Cette fois, c’est un autre parti politique qui vient de lâcher sa colère. Il s’agit de la Convention pour la République et la Démocratie( CRD) du député national Mboso Nkodiampwanga.

Ce parti s’est retenu auparavant, alors que l’ABG de Jonathan Wata et d’autres partis politiques se sont plaints en marge de nomination des membres du gouvernement ou de la Direction provinciale des recettes du Kwango ( DPRK). De bonnes langues ont fait croire à Kenge que le patriarche voulait regarder à distance la marche de la province du Kwango par ses nouveaux responsables.

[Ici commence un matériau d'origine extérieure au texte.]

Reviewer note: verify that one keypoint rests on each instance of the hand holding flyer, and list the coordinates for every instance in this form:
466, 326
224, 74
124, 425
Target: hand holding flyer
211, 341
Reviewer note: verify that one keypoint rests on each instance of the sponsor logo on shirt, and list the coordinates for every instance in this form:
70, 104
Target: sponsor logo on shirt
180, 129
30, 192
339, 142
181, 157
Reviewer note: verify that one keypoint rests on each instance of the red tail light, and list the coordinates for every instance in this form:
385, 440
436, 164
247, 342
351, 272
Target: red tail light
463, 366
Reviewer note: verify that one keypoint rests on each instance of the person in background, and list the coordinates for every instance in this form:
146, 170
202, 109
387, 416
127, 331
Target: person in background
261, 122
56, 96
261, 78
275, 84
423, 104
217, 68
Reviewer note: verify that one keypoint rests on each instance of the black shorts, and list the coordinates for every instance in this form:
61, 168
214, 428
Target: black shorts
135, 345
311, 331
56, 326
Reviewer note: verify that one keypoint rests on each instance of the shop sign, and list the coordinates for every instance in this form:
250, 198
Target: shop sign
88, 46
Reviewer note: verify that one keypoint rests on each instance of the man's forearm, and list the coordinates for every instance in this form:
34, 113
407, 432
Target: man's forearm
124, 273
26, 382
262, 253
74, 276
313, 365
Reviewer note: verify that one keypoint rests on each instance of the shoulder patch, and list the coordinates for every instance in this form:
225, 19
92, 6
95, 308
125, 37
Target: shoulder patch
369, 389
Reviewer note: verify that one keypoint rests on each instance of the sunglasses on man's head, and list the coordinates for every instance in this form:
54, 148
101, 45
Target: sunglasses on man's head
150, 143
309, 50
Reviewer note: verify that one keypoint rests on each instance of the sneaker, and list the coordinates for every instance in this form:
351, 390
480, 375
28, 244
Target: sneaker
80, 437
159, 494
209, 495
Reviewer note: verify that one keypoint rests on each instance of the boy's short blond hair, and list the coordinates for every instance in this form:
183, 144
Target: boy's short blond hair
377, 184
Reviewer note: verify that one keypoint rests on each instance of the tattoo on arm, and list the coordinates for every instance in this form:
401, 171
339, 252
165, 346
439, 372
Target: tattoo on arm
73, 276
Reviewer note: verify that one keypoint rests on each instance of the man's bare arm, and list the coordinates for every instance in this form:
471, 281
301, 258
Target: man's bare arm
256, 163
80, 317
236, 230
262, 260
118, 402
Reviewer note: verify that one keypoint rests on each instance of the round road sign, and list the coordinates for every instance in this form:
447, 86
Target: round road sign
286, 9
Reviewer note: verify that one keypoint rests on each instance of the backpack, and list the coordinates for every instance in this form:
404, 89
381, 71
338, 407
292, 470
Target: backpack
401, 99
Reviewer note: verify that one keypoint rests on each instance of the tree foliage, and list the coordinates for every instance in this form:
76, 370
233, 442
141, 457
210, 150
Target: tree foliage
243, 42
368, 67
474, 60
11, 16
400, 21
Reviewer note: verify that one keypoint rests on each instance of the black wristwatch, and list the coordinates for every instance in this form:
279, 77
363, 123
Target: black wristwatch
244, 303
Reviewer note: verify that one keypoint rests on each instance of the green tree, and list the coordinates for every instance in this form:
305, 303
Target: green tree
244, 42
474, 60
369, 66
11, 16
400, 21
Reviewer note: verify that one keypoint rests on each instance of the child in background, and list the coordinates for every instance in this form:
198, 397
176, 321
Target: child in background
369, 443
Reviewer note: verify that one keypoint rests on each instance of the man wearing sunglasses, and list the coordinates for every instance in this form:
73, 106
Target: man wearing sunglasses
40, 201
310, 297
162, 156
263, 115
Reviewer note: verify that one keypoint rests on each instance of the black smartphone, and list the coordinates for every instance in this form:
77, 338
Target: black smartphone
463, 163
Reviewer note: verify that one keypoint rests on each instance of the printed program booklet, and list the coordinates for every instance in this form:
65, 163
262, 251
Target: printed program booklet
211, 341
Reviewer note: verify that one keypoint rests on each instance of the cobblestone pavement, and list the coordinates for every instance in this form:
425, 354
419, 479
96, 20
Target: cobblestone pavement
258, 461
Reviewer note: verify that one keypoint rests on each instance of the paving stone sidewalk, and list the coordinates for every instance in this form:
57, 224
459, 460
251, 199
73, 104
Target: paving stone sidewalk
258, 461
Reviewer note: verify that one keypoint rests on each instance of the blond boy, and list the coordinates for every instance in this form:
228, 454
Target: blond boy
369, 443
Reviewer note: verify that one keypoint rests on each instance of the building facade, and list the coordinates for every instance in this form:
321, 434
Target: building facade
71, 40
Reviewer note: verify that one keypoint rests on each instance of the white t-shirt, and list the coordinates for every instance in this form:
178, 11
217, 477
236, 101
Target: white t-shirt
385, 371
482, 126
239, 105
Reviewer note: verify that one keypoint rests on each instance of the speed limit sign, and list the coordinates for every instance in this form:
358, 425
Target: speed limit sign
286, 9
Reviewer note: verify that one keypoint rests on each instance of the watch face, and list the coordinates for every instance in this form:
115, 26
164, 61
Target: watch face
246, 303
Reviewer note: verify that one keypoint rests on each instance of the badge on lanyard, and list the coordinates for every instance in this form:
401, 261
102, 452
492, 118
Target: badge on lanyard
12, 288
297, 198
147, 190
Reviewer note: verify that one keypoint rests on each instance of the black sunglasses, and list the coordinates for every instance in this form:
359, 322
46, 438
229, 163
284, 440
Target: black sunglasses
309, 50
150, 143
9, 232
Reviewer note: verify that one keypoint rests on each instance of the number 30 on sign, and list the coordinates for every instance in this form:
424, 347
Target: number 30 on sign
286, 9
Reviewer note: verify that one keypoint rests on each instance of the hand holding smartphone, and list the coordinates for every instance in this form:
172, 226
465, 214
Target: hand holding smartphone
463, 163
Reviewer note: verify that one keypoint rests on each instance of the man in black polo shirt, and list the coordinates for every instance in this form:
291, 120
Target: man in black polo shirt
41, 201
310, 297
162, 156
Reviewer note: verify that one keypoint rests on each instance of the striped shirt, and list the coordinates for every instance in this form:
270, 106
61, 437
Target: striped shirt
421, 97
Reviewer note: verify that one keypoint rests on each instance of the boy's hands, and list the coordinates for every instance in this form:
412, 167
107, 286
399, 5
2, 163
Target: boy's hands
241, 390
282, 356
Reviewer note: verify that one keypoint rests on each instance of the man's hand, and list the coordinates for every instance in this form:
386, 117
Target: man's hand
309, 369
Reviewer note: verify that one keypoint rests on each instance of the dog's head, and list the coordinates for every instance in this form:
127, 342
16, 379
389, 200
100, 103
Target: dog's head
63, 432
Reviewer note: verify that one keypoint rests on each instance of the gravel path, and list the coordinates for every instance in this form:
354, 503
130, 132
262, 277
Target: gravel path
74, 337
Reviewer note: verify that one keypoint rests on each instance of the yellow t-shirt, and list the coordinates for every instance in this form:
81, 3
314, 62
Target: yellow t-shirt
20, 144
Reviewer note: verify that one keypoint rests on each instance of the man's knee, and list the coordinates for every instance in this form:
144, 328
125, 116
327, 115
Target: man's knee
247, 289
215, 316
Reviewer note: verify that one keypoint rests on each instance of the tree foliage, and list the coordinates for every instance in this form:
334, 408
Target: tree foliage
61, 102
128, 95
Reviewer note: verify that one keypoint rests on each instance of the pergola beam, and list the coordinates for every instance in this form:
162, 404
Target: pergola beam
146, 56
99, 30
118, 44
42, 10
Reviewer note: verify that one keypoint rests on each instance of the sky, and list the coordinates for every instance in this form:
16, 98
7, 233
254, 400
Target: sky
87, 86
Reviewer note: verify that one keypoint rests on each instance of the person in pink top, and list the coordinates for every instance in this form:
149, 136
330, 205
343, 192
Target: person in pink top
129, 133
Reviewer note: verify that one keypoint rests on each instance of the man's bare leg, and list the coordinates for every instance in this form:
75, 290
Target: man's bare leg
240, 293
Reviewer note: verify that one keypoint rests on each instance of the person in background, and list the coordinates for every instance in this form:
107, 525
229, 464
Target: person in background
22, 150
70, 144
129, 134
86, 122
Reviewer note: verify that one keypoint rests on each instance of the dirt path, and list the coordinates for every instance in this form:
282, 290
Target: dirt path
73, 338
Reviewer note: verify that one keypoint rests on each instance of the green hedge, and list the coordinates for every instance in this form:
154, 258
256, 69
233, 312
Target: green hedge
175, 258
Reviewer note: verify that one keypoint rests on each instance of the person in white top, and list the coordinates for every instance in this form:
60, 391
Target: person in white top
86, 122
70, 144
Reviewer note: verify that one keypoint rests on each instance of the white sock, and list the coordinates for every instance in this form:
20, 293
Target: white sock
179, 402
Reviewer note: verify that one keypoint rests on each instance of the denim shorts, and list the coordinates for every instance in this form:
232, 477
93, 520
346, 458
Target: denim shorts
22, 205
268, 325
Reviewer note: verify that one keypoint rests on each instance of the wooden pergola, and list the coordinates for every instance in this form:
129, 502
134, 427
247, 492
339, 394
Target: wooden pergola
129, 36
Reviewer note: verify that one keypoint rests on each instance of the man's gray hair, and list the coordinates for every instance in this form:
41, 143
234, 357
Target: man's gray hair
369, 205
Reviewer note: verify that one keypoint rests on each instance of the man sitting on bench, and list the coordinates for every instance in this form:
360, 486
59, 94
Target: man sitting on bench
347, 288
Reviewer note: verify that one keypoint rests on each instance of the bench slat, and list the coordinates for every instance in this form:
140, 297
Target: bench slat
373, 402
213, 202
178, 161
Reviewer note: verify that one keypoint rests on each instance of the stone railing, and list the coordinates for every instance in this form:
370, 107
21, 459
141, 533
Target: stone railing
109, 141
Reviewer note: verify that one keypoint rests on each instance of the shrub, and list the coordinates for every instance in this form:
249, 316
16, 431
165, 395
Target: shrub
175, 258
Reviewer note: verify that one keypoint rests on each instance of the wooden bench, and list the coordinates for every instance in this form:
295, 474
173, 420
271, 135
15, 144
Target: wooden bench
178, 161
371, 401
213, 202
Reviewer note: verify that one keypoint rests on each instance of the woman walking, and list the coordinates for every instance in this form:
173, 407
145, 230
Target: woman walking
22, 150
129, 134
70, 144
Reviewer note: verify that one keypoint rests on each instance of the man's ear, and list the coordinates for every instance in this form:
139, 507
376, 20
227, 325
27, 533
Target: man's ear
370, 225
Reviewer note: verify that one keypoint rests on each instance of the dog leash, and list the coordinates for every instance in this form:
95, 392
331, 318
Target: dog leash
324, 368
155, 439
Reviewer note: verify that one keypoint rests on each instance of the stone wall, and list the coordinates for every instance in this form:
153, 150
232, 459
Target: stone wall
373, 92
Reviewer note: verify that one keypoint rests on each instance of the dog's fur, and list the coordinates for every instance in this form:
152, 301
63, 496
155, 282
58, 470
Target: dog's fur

Cependant, Mboso n’a pu retenir trop longtemps sa colère, et il a lâché. Par la bouche de son secrétaire général adjoint, Diahoya Netuhola Jeancy, la CRD se dit en colère envers le gouverneur de province du Kwango. Elle lui reproche d’avoir procédé à la nomination des membres des cabinets des ministres provinciaux sans consulter au préalable lesdits ministres.

Dans un post balancé dans les réseaux sociaux, le secrétaire général adjoint de la Crd s’en prend rigoureusement à Peti-Peti. Pour lui, « la CRD n’acceptera jamais que ce dernier impose à ses ministres provinciaux des membres de cabinets… ». Il estime que cet acte (nomination des membres des cabinets ministériels, NDLR) est contraire aux usages et coutumes démocratiques.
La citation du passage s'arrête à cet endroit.